Cohort analysis for the identification of driver genes
Key Learning Outcomes¶
After completing this practical the trainee should be able to:
-
Run the
IntOGen
analysis software on cohort mutation data. -
Have gained experience of the structure of the analysis output files in order to identify potential driver genes.
-
Have gained overview knowledge of different methods for identification of genes important in cancers.
Resources You’ll be Using¶
Tools Used¶
IntOGen mutations platform:
https://www.intogen.org/search
Sources of Data¶
TCGA melanoma somatic SNV data from 338 tumour samples:
https://tcga-data.nci.nih.gov/tcga/
Useful Links¶
Mutation Annotation Format (MAF) specification:
https://wiki.nci.nih.gov/display/TCGA/Mutation+Annotation+Format+(MAF)+Specification
IntOGen installation instructions: https://bitbucket.org/intogen/intogen-pipeline/overview
Author Information¶
Primary Author(s):
Ann-Marie Patch, QIMR Berghofer ann-marie.patch@qimrberghofer.edu.au
Erdahl Teber, CMRI eteber@cmri.org.au
Contributor(s):
Scott Wood scott.wood@qimrberghofer.edu.au
Introduction¶
Cancer driver genes are commonly described as genes that when mutated directly affect the potential of a cell to become cancerous. They are important to a tumour cell as they confer a growth or survival advantage over the normal surrounding cells. The mutations in these driver genes are then clonally selected for as the population of tumour cells increases. We think of the key genes driving tumour initiation (development), progression, metastases, resistance and survival. Driver gene mutations are often described as “early” events because they were key in turning a normally functioning and regulated cell into a dysregulated one. The logical assumption is that these key mutations will be present in all tumour cells in a patient’s sample; although sometime this is not true.
There are two major research goals that underline the need to identify driver genes:
-
By identifying the early changes that take place researchers might be able to find a treatment to stop the root cause of why cells become malignant.
-
By identifying groups of patients with the same genes mutated then we can develop therapies that will work for all of them.
When we sequence tumour samples we tend to use samples that come from fully developed cancers that can carry hundreds to thousands of mutations in genes and many more outside of genes. The accumulation of these passenger mutations in cancer cells can happen because often the repair mechanisms or damage sensing processes are amongst the first pathways to become disrupted accelerating the mutational rate. Mutations that occur in genes after the cell has become cancerous may still affect the growth rate, invasiveness and even the response to chemotherapy but may not be present in all cells of a tumour. These genes may be drivers of chemo-resistance or metastasis and are equally good targets for therapies.
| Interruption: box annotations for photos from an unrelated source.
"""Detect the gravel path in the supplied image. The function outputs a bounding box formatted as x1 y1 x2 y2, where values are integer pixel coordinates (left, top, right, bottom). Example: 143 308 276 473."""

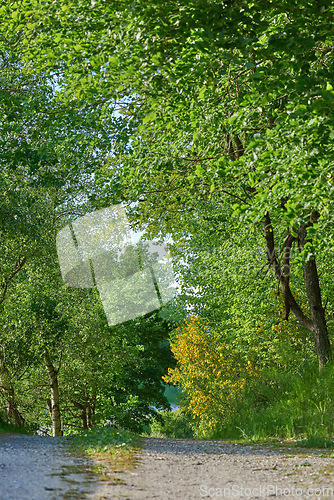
90 438 334 500
0 435 334 500
0 434 93 500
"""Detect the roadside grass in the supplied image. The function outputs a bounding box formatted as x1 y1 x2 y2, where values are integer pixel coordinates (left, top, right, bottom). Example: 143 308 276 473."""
153 363 334 450
69 426 141 484
0 421 34 434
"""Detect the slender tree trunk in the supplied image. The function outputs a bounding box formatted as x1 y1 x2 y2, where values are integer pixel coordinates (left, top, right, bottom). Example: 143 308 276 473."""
44 352 63 437
265 212 332 370
0 359 25 428
300 225 332 370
IntOGen-mutations is a platform that aims to identify driver mutations using two methodologies from cancer cohort mutation data: the first identifies mutations that are most likely to have a functional impact combined with identifying genes that are frequently mutated; and the second, genes that harbour clustered mutations. These measures are all indicators of positive selection that occurs in cancer evolution and may help the identification of driver genes.
Analysing cancer cohort data with IntOGen¶
IntOGen-mutations is available as a web based service that can allow users to run their analysis on the host’s servers or it can be downloaded and run on a local server.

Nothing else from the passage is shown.